これは眼球と首の筋肉につながりがあるためであり、この場合は目を温めたり、首の筋肉を緩めることをしていきます。
- 手の指で首の付け根の筋肉に気持ちいいと感じる位の軽い圧を加える
- この状態を保持し、首を上下5cmずつ軽く動かす(1分間)
- 次は、左右を向くように5cmずつ軽く動かす(1分間)
- 最後に頭のてっぺんで直径5cmほどの小さな円を描くように動かす(左右各1分)
手を離して首を動かすと軽くなっていることがわかると思います。仕事の休み時間にでもぜひお試しください。
姿勢と体型の大きな関係
肩こりに悩む方も多いと思いますが、それ以上に自分の体型を気にしている方も多いのではないでしょうか。もしそうであればこの先もぜひ参考にしていただきたいと思います。
姿勢の崩れというのは、体型も悪くしてしまい逆に姿勢が正されることで体型も変化していきます。
またみなさんがよくされる丸くなった猫背のような姿勢というのは、腹部を圧迫し、呼吸が浅くなることで体内に取り込まれる酸素量が低下します。
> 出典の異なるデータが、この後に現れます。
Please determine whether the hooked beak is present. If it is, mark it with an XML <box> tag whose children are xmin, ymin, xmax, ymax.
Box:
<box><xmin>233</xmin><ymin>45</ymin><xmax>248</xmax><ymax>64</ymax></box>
ものを燃やす時に必要になるのが酸素ですが、脂肪を減らしたい方も姿勢が崩れ、酸素が取り込みづらくなるとその分だけ脂肪が燃えづらく減らなくなってきてしまいます。
このようにダイエットをしている方や、シェイプアップを目的にジムなどで運動に励んでいる方も、こういった姿勢を改めることで身体も変わっていきます。
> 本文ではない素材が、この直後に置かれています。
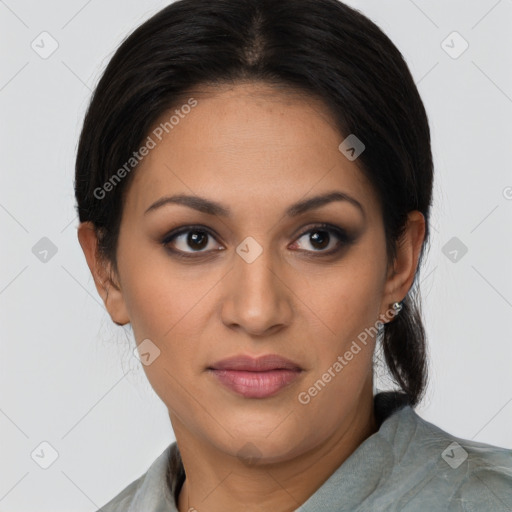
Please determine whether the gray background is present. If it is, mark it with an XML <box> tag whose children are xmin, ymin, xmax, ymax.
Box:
<box><xmin>0</xmin><ymin>0</ymin><xmax>512</xmax><ymax>512</ymax></box>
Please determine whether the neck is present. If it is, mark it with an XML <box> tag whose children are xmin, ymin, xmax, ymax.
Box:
<box><xmin>171</xmin><ymin>387</ymin><xmax>378</xmax><ymax>512</ymax></box>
肩こりだけではなく、こういった見方をすれば肩こりだけではなく、身体を変えるうえでも日頃から姿勢に対しての意識は変わっていくのでないかなと思います。
まとめ
いかがでしたでしょうか。文章が長くなると整理が難しく感じる方もいるかもしれませんので、最後のまとめで整理をしていきましょう。
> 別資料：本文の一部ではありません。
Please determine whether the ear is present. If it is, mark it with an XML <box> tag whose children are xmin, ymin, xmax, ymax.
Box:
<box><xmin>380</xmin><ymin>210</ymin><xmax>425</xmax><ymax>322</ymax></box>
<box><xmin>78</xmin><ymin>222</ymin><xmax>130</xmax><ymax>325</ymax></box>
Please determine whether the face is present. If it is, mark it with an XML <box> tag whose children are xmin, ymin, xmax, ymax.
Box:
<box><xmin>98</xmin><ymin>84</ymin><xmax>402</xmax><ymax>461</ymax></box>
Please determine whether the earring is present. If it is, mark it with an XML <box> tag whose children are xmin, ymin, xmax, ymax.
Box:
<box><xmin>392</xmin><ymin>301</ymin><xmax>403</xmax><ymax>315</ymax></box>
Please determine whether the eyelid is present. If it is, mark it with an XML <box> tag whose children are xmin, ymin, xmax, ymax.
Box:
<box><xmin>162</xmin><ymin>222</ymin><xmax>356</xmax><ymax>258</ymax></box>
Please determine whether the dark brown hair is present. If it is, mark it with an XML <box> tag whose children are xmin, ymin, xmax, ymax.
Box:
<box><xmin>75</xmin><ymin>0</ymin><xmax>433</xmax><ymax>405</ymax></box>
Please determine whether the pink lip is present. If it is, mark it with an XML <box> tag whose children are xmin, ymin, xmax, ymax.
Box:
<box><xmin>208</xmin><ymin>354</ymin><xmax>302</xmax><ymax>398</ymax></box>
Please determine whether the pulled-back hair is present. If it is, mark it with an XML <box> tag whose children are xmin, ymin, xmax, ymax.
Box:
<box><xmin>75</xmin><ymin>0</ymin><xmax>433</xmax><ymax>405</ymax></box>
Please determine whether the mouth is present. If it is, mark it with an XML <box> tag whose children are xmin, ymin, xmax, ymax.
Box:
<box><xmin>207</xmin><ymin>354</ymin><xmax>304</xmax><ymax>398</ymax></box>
このように肩こりを改善することができると考えられるのではないでしょうか。
- まず、なぜ肩こりになるのかを考える(姿勢・動作・ストレス・・・等)
- 首・肩周りの筋肉を緩める(上記に記載)
- 次に姿勢を直し、座骨で座っていることを確認する
- 動作に問題がある方は、腕の上げ方、使い方を理解する
- パソコン作業が多い方は、30分に1回けのびをする
- そして、資料などは手元や左右に広げすぎず、目の前におけるような環境を作る
ご自身で改善することは難しいと感じるかもしれませんが、上記の内容を理解していただき、実践していただくと明らかに以前とは肩こりの程度の違いを感じることができると思います。
百聞は一見にしかず。
ぜひ一度お試しいただければと思います。
今日も長文となりましたが、最後まで読んでいただきありがとうございました。